East Africans are mostly coming to the U.S. to find a better life because of job opportunities that don’t exist in their home countries.

One senior intelligence official said there’s little evidence yet of East Africans trying to cross into the U.S. to engage in terrorist activity. The official requested anonymity because the information in the assessment is not public.

As computer chips and biometrics are required more often for travel documents, terrorists will have a more difficult time entering the U.S. and could potentially use these smuggling routes as an alternative, said Hatfield, the immigration official who heads the human smuggling division.

Prices, violence rising
The number of smuggling networks has remained steady over the past 10 years, with the highest concentration in Latin America, Hatfield said. It’s the price and violence that have gone up. Ten years ago, it might have cost $500 to go from Mexico to Texas, whereas now it could cost up to $2,000.

“The competition is now harder for someone to come in illegally,” Hatfield said. “The goal of the smuggler is to make as much money as they can.”

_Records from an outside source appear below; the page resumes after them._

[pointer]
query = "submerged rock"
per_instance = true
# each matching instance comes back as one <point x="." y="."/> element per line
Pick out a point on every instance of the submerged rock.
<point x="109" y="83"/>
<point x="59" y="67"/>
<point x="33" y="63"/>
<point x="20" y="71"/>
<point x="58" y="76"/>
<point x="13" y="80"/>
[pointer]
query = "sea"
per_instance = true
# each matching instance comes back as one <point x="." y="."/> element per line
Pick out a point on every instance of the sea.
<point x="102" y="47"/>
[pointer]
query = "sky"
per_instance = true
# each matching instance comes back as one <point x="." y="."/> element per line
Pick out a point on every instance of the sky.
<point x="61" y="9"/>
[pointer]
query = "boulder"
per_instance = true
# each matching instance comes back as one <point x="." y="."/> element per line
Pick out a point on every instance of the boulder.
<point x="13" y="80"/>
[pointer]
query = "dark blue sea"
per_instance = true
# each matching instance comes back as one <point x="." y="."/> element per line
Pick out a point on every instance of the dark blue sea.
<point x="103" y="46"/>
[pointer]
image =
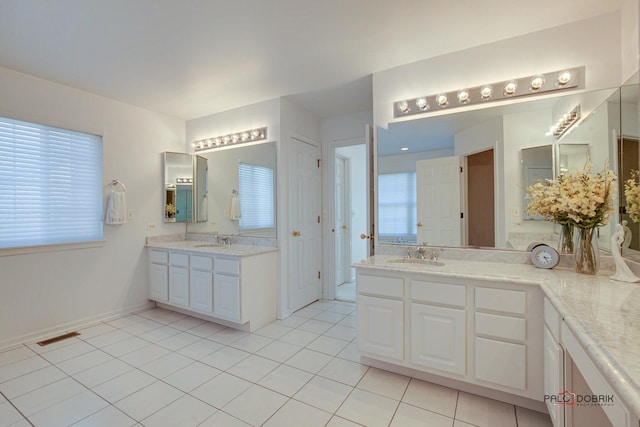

People with terrorist ties still try to enter the country legally or with fake documents, Hatfield said, but ICE is keeping an eye on other potential methods now that there are heightened security checks. “We’re watching those closely,” he said.

Terrorists will continue to use whatever means necessary to get into the United States — including smuggling networks, said Janice Kephart, a former counsel on the Sept. 11 Commission. Because it’s much harder to use false documents than it once was, these smuggling networks offer a good way to get into the country anonymously, she said.

The East African countries that Homeland Security is watching all have weak enforcement in place for travel documents and have connections to organizations with anti-American causes, Kephart said.

“They do what they need to based on what their end goal is,” she said.